On Friday, Pope Francis is to become the third Roman Catholic pope to visit Auschwitz. John Paul II was the first Polish pope in the church’s 2,000-year history. Auschwitz is less than an hour from where he was born, and his 1979 visit was poignant. Every bit as dramatic was the 2006 visit by the German-born Benedict XVI who had at 14 been a member of the Hitler Youth.
But Francis’ visit could be the most significant ever if he uses the symbolic backdrop to break with the policies of six predecessors over 70 years and order the release of the Vatican’s sealed Holocaust-era archives.
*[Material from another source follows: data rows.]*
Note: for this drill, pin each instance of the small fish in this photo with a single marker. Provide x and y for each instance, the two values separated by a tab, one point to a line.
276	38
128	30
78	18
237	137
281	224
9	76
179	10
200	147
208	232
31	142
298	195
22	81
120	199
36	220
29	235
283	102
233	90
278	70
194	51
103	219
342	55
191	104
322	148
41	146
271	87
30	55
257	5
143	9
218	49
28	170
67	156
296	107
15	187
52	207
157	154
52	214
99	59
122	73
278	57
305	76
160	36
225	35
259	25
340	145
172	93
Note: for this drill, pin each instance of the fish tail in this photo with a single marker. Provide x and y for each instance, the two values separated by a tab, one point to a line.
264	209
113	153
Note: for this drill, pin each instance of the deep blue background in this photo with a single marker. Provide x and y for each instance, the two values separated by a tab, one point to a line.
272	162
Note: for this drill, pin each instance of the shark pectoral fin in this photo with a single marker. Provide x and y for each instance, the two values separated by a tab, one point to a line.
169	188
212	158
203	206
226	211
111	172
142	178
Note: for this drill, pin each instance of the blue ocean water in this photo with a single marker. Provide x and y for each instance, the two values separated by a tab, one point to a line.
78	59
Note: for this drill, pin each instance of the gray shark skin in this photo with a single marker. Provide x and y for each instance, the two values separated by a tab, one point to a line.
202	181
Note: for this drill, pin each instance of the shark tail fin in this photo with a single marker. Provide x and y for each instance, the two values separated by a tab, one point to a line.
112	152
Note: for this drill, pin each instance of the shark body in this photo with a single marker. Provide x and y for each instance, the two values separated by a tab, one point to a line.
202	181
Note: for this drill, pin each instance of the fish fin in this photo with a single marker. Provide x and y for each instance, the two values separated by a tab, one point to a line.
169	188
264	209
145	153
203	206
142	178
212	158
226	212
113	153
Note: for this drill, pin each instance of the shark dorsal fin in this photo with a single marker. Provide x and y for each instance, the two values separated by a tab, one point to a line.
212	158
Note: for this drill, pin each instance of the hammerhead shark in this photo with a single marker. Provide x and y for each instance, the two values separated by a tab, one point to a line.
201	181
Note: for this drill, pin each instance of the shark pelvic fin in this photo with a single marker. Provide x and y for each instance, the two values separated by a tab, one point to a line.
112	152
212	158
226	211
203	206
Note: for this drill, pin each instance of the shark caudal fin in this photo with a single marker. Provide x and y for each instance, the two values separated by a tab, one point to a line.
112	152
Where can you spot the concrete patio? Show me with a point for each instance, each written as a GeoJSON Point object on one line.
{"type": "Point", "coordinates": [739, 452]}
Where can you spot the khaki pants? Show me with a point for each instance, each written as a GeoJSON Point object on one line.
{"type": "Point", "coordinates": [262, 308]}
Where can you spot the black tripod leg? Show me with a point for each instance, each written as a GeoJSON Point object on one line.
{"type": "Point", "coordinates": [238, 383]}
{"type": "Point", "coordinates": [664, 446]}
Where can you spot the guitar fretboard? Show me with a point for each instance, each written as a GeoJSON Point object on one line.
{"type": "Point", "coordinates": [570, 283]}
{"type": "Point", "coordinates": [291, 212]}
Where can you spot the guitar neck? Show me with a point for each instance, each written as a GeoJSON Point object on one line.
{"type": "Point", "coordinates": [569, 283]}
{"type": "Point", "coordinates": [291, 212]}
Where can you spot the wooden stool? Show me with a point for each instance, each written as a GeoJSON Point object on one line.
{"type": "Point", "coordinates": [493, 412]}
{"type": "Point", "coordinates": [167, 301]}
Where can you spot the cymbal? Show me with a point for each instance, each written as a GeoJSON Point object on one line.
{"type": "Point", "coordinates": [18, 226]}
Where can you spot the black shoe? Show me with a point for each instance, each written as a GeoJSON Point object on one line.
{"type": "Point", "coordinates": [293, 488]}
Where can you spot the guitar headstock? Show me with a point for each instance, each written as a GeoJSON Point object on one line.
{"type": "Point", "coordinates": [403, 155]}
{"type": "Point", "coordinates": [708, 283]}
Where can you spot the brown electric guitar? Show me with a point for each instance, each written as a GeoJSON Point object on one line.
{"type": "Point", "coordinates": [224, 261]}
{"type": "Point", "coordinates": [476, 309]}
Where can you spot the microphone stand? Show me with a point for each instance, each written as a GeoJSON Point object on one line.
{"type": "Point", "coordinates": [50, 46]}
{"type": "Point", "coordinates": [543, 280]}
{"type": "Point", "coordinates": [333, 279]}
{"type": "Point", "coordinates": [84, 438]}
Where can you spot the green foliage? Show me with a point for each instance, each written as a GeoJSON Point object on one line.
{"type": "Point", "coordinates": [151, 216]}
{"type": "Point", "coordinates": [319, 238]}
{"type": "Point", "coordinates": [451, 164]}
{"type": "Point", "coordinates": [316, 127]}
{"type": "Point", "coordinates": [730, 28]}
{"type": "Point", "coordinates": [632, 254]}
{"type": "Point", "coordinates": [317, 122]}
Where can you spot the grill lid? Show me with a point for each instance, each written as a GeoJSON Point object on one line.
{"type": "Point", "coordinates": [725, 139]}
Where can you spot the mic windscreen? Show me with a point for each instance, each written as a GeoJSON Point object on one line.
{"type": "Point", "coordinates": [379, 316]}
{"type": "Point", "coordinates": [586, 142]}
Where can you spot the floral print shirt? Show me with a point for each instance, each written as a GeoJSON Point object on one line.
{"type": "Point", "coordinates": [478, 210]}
The debate over the church’s secret wartime files is not new. The Vatican is the only country in Europe that refuses to open all of its World War II archives to independent historians and researchers. The issue is more than simply an academic debate over the appropriate rules for public disclosure of historically significant documents. The church’s files are thought to contain important information about the Holocaust in Nazi-occupied Eastern Europe. The Vatican had eyes and ears in the killing fields: tens of thousands of parish priests who sent letters and reports to their bishops, who in turn forwarded them to the secretary of state in Vatican City. One of the monsignors in charge of reviewing those thousands of reports was Giovanni Battista Montini, later Pope Paul VI.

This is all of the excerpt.